Using standard means of comparing rents (present value per net usable square foot), the TMT sublease rent will be the highest of any non-ocean front properties on Hawaii Island.

On Friday the Board of Land and Natural Resources (BLNR) will address the proposed Mauna Kea sublease between the University of Hawaii (UH) and the Thirty Meter Telescope (TMT) LLC. Of particular importance is the sublease rent amounts UH is proposing to collect from the TMT LLC.

The proposed sublease would cover an area of approximately 8.7 acres on the northern plateau below the Mauna Kea summit. The term of the sublease will expire on December 31, 2033, along with the UH master lease on most of the land it manages on the mountain. However, UH has requested that the BLNR cancel this lease (and one other that would expire on February 27, 2041) and immediately issue two new 65-year leases to UH, which would allow the sublease to extend past 2033 as well.
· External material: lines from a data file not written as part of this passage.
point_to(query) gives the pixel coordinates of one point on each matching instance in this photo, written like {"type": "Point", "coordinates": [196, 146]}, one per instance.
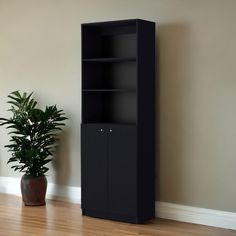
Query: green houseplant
{"type": "Point", "coordinates": [33, 136]}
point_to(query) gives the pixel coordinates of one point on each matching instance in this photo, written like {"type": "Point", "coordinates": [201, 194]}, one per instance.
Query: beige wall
{"type": "Point", "coordinates": [40, 51]}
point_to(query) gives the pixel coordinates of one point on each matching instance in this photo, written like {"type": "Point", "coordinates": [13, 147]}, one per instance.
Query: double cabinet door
{"type": "Point", "coordinates": [109, 168]}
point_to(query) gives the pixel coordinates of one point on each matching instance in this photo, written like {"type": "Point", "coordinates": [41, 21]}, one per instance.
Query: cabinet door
{"type": "Point", "coordinates": [122, 166]}
{"type": "Point", "coordinates": [94, 167]}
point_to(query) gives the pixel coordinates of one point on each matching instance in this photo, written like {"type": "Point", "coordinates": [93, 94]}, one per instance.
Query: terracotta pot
{"type": "Point", "coordinates": [33, 190]}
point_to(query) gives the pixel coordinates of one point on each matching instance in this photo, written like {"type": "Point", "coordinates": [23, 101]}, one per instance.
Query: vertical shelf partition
{"type": "Point", "coordinates": [117, 130]}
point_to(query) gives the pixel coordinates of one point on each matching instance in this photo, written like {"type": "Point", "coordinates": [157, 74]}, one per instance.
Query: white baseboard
{"type": "Point", "coordinates": [164, 210]}
{"type": "Point", "coordinates": [222, 219]}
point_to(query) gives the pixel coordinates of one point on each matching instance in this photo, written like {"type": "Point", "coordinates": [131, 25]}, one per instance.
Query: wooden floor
{"type": "Point", "coordinates": [60, 218]}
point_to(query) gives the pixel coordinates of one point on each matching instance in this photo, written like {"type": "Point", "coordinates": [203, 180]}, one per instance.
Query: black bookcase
{"type": "Point", "coordinates": [117, 130]}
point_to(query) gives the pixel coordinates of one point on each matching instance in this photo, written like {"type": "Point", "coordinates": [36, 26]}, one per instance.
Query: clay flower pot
{"type": "Point", "coordinates": [33, 190]}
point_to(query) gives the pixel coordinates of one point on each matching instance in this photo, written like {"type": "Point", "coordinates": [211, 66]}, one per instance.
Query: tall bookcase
{"type": "Point", "coordinates": [117, 130]}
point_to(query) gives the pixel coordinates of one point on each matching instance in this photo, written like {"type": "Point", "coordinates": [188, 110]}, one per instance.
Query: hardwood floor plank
{"type": "Point", "coordinates": [62, 219]}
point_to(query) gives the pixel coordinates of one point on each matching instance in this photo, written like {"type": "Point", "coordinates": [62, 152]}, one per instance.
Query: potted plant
{"type": "Point", "coordinates": [33, 136]}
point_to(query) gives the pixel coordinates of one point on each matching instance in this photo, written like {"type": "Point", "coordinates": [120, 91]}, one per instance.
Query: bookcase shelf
{"type": "Point", "coordinates": [117, 130]}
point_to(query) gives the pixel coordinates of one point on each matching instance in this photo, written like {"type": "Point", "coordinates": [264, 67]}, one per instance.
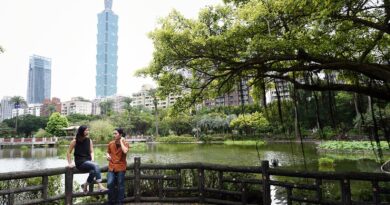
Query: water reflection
{"type": "Point", "coordinates": [289, 156]}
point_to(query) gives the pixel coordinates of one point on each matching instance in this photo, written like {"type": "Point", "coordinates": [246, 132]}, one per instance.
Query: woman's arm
{"type": "Point", "coordinates": [124, 145]}
{"type": "Point", "coordinates": [92, 155]}
{"type": "Point", "coordinates": [69, 152]}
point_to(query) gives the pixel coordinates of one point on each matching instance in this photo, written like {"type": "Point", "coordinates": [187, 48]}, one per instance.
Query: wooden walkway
{"type": "Point", "coordinates": [28, 141]}
{"type": "Point", "coordinates": [201, 183]}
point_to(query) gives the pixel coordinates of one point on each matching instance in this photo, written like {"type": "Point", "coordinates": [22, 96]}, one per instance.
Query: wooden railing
{"type": "Point", "coordinates": [28, 141]}
{"type": "Point", "coordinates": [203, 183]}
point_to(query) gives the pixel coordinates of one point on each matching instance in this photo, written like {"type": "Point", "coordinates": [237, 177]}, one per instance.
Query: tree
{"type": "Point", "coordinates": [30, 123]}
{"type": "Point", "coordinates": [265, 40]}
{"type": "Point", "coordinates": [51, 109]}
{"type": "Point", "coordinates": [250, 123]}
{"type": "Point", "coordinates": [18, 102]}
{"type": "Point", "coordinates": [101, 130]}
{"type": "Point", "coordinates": [153, 93]}
{"type": "Point", "coordinates": [56, 123]}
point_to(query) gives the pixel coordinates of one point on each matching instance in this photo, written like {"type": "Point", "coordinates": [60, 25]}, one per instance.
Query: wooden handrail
{"type": "Point", "coordinates": [170, 182]}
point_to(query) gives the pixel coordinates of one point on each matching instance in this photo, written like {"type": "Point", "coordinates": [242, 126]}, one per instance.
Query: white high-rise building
{"type": "Point", "coordinates": [144, 99]}
{"type": "Point", "coordinates": [6, 108]}
{"type": "Point", "coordinates": [39, 79]}
{"type": "Point", "coordinates": [76, 106]}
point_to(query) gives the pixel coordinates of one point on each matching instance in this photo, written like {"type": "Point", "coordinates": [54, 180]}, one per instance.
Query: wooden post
{"type": "Point", "coordinates": [11, 199]}
{"type": "Point", "coordinates": [319, 189]}
{"type": "Point", "coordinates": [201, 185]}
{"type": "Point", "coordinates": [45, 183]}
{"type": "Point", "coordinates": [68, 186]}
{"type": "Point", "coordinates": [266, 183]}
{"type": "Point", "coordinates": [220, 182]}
{"type": "Point", "coordinates": [243, 193]}
{"type": "Point", "coordinates": [289, 195]}
{"type": "Point", "coordinates": [345, 191]}
{"type": "Point", "coordinates": [178, 181]}
{"type": "Point", "coordinates": [137, 179]}
{"type": "Point", "coordinates": [375, 192]}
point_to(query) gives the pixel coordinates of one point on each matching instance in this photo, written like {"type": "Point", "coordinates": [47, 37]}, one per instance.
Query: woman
{"type": "Point", "coordinates": [116, 155]}
{"type": "Point", "coordinates": [84, 159]}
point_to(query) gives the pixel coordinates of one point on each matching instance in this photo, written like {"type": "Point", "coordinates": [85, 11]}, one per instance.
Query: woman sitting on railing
{"type": "Point", "coordinates": [83, 157]}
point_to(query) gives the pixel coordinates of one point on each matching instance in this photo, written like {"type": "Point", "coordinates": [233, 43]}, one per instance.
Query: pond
{"type": "Point", "coordinates": [289, 155]}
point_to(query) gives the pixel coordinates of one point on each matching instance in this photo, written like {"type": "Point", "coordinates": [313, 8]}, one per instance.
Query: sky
{"type": "Point", "coordinates": [66, 30]}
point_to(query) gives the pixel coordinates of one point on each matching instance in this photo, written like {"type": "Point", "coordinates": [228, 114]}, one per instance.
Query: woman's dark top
{"type": "Point", "coordinates": [82, 151]}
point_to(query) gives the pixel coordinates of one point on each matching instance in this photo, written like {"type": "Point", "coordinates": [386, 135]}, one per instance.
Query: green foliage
{"type": "Point", "coordinates": [180, 124]}
{"type": "Point", "coordinates": [101, 130]}
{"type": "Point", "coordinates": [175, 139]}
{"type": "Point", "coordinates": [138, 147]}
{"type": "Point", "coordinates": [42, 133]}
{"type": "Point", "coordinates": [325, 162]}
{"type": "Point", "coordinates": [24, 147]}
{"type": "Point", "coordinates": [56, 124]}
{"type": "Point", "coordinates": [244, 142]}
{"type": "Point", "coordinates": [5, 130]}
{"type": "Point", "coordinates": [81, 118]}
{"type": "Point", "coordinates": [352, 145]}
{"type": "Point", "coordinates": [250, 123]}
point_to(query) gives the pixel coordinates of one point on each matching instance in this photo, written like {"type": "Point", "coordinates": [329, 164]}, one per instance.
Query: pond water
{"type": "Point", "coordinates": [289, 155]}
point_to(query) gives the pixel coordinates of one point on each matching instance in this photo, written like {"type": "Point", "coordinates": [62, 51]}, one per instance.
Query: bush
{"type": "Point", "coordinates": [326, 162]}
{"type": "Point", "coordinates": [175, 139]}
{"type": "Point", "coordinates": [244, 142]}
{"type": "Point", "coordinates": [42, 133]}
{"type": "Point", "coordinates": [101, 130]}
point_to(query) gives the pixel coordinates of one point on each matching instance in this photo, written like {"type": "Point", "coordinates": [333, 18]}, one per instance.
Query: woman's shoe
{"type": "Point", "coordinates": [102, 189]}
{"type": "Point", "coordinates": [84, 187]}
Action on this matter was deferred by the BLNR last year at the request of UH, until after it completes an environmental review of the project.
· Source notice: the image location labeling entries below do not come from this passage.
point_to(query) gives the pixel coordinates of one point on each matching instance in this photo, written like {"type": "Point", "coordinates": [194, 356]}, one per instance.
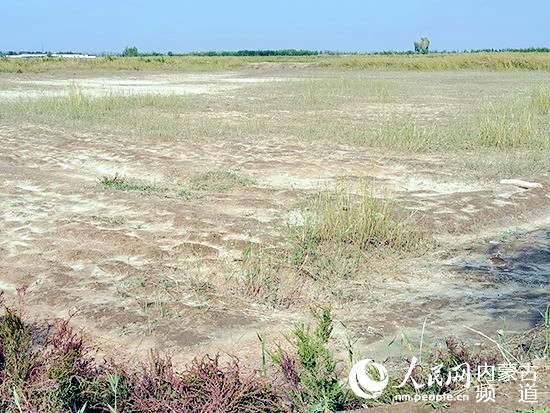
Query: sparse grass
{"type": "Point", "coordinates": [540, 100]}
{"type": "Point", "coordinates": [507, 126]}
{"type": "Point", "coordinates": [310, 370]}
{"type": "Point", "coordinates": [120, 183]}
{"type": "Point", "coordinates": [219, 180]}
{"type": "Point", "coordinates": [358, 219]}
{"type": "Point", "coordinates": [430, 62]}
{"type": "Point", "coordinates": [339, 233]}
{"type": "Point", "coordinates": [51, 369]}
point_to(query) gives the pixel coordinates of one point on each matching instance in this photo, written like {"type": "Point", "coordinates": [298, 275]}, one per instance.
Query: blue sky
{"type": "Point", "coordinates": [345, 25]}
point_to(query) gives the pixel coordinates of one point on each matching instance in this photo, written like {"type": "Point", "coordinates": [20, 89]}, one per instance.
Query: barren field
{"type": "Point", "coordinates": [160, 210]}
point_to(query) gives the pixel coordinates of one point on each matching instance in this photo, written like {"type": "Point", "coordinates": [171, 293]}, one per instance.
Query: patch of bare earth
{"type": "Point", "coordinates": [140, 270]}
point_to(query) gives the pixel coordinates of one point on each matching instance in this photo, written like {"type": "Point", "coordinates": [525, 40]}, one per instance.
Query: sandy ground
{"type": "Point", "coordinates": [141, 271]}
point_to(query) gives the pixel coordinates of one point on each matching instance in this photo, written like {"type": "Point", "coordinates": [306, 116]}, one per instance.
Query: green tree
{"type": "Point", "coordinates": [130, 52]}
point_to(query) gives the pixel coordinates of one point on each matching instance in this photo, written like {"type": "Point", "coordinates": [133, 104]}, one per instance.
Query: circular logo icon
{"type": "Point", "coordinates": [363, 384]}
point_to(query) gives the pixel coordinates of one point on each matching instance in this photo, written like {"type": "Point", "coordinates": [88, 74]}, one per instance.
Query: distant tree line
{"type": "Point", "coordinates": [133, 52]}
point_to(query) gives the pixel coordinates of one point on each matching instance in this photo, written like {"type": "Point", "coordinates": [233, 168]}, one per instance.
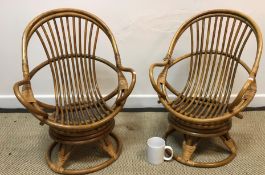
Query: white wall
{"type": "Point", "coordinates": [143, 30]}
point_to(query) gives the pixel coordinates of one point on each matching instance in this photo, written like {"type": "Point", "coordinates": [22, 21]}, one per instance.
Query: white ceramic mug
{"type": "Point", "coordinates": [156, 150]}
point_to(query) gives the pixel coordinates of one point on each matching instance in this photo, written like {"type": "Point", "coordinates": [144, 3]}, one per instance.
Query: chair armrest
{"type": "Point", "coordinates": [151, 76]}
{"type": "Point", "coordinates": [28, 100]}
{"type": "Point", "coordinates": [245, 95]}
{"type": "Point", "coordinates": [124, 85]}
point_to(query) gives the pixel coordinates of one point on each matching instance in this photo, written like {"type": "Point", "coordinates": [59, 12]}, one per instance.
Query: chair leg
{"type": "Point", "coordinates": [108, 147]}
{"type": "Point", "coordinates": [65, 151]}
{"type": "Point", "coordinates": [64, 154]}
{"type": "Point", "coordinates": [190, 144]}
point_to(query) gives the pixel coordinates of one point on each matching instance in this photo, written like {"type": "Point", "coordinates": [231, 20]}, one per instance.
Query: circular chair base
{"type": "Point", "coordinates": [58, 166]}
{"type": "Point", "coordinates": [189, 147]}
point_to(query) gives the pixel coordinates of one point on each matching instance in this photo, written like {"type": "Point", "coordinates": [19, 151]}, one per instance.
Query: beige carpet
{"type": "Point", "coordinates": [23, 143]}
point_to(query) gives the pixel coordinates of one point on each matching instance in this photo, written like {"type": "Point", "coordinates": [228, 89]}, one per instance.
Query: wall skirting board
{"type": "Point", "coordinates": [134, 101]}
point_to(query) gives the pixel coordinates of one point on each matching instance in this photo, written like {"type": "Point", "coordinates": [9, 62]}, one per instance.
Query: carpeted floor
{"type": "Point", "coordinates": [23, 143]}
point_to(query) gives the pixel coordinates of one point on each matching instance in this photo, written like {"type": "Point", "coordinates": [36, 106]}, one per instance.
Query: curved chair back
{"type": "Point", "coordinates": [217, 40]}
{"type": "Point", "coordinates": [69, 38]}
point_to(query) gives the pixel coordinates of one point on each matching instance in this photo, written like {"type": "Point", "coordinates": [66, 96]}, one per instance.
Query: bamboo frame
{"type": "Point", "coordinates": [69, 38]}
{"type": "Point", "coordinates": [202, 108]}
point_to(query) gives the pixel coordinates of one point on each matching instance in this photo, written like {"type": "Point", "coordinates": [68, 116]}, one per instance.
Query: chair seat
{"type": "Point", "coordinates": [199, 107]}
{"type": "Point", "coordinates": [84, 114]}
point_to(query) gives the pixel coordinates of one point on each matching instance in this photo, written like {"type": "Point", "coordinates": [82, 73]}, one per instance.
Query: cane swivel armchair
{"type": "Point", "coordinates": [203, 108]}
{"type": "Point", "coordinates": [81, 114]}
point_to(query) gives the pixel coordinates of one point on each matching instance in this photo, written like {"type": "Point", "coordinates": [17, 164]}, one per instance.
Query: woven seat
{"type": "Point", "coordinates": [83, 113]}
{"type": "Point", "coordinates": [204, 107]}
{"type": "Point", "coordinates": [199, 108]}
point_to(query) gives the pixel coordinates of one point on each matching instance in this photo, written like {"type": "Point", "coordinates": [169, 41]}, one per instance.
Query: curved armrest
{"type": "Point", "coordinates": [28, 102]}
{"type": "Point", "coordinates": [124, 84]}
{"type": "Point", "coordinates": [245, 95]}
{"type": "Point", "coordinates": [151, 76]}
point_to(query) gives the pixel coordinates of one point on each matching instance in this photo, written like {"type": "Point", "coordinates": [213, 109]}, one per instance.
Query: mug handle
{"type": "Point", "coordinates": [171, 150]}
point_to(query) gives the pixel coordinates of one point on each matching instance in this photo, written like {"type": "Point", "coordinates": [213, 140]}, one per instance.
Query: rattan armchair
{"type": "Point", "coordinates": [81, 114]}
{"type": "Point", "coordinates": [204, 107]}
Part of the conditions upon which the UH Board of Regents (BOR) agreed to the sublease plan was a requirement that the BOR and the TMT LLC “negotiate in good faith to secure substantial funding in the form of sublease rent that shall be applied specifically for management of the mountain.”

This is also a condition of the Conservation District Use Permit the BLNR issued to UH on April 12 of last year. UH views the Conservation Use Permit process as “over,” despite an appeal that is pending in the Third Circuit Court of Appeals. In a memo sent from UH Hilo Chancellor Donald Straney to BOR Chair John Holzman on February 12 of this year, Straney says that the appeal will not “stay construction of the TMT,” and that the final step before construction can begin is simply “completion and execution of the Sublease.”

The proposed annual rent UH plans on charging the TMT LLC for upkeep of the mountain is scheduled to increase over the course of the first 11 years after the sublease goes into effect. The schedule is as follows:

Year 1-3: $300,000
Year 4-5: $400,000
Year 6-7: $600,000
Year 8-9: $700,000
Year 10: $900,000
Year 11 and after: $1,080,000

That would equal a total of $65.5 million for the requested 65 year lease. For a comparison, the developer Forest City will pay the state $14 million to lease the land at the proposed 690 Pohukaina site, along with a few other lump-sums to cover things like an Environmental Impact Statement, for a total of $21.8 million. That’s roughly a third of the total amount the TMT LLC will have to pay to sublease land at Mauna Kea for the same amount of time.

At press time, UH Hilo Chancellor Donald Straney had not responded to inquiries from the Hawaii Independent regarding who established the proposed sublease rent rates and who determined them to be “fair market value.”